In order to overcome this problem, we investigated the possibility of using a 32/64-bit Java/COM bridge instead. Com4j and Jacob are two libraries that support both 32 and 64-bit execution environments. However, a direct connection of 64-bit environments with PTC IM’s 32-bit-only COM interface is not possible. Either a 64-bit DLL should be provided instead (but this requires PTC to develop it) or a workaround of using a surrogate 64-bit COM interface can be used instead. The later will be visible to the 64-bit Java environments and will delegate to the 32-bit provided by PTC IM. This can be done by asking through the OLE/COM Object Viewer the default dllhost to act as the needed surrogate for the 32-bit IM interface. We opted for this second solution.

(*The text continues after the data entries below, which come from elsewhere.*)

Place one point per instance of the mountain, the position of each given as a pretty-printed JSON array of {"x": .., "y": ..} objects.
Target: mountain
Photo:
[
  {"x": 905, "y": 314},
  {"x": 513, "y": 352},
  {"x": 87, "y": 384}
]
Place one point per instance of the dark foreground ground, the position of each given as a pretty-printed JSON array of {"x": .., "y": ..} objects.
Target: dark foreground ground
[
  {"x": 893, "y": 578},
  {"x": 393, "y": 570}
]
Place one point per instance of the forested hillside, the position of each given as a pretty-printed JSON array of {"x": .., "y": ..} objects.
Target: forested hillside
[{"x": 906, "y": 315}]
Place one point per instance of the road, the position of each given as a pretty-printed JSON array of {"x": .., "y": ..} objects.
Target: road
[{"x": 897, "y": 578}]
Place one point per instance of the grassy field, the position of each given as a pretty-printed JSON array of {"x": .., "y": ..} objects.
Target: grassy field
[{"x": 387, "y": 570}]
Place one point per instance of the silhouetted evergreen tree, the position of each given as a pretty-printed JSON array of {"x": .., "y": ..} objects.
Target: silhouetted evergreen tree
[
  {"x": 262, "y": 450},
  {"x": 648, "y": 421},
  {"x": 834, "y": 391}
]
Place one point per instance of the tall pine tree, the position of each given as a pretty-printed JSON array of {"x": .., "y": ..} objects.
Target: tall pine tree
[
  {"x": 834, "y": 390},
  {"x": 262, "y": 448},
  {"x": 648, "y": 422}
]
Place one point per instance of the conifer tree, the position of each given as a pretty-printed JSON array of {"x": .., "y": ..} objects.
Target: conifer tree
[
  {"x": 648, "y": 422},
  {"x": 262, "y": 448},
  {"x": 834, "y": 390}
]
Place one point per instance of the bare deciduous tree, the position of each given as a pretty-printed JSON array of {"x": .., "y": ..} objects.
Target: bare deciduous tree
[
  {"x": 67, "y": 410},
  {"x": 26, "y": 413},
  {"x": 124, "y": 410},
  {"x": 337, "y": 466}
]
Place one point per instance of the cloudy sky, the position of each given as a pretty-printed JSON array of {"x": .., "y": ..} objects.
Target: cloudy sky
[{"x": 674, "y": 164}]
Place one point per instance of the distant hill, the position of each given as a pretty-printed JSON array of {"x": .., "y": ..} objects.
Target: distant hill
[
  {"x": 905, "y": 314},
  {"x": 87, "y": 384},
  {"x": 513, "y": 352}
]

In order to decide which library we should use for re-implementing the driver, we ran a small-scale experiment. We invoked a set of eleven simple commands to IM through the COM interface using each of the libraries, 10,000 times. We executed the experiment twice for each of the 32 and 64-bit variations. Table 1 summarises the execution times for Jacob and com4J, while the 32-bit times for Jawin are also presented for reference.

Table 1 Time (in seconds) each library needed to execute a set of simple commands 10,000 to IM through COM

As one can see from the results, there are no notable differences between the libraries. We decided to use com4j as it was slightly faster in 32-bit environments than Jacob.

Fig. 5
figure 5

Class diagram of the caches in IM-Epsilon driver

3.5 Caching

In order to be able to offer comparable performance to the built-in scripting interface, the driver provides two different caches. The first one caches the boolean flags for each property and the second the actual value of each property. Both are implemented as instances of the WeakHashMap data structure which allow the key to be garbage-collected when there is no reference to it outside the map, making them useful for the implementation of caches. Three new classes are created to implement caching. Their relationships with the other classes described before are shown in Fig. 5 and are explained below.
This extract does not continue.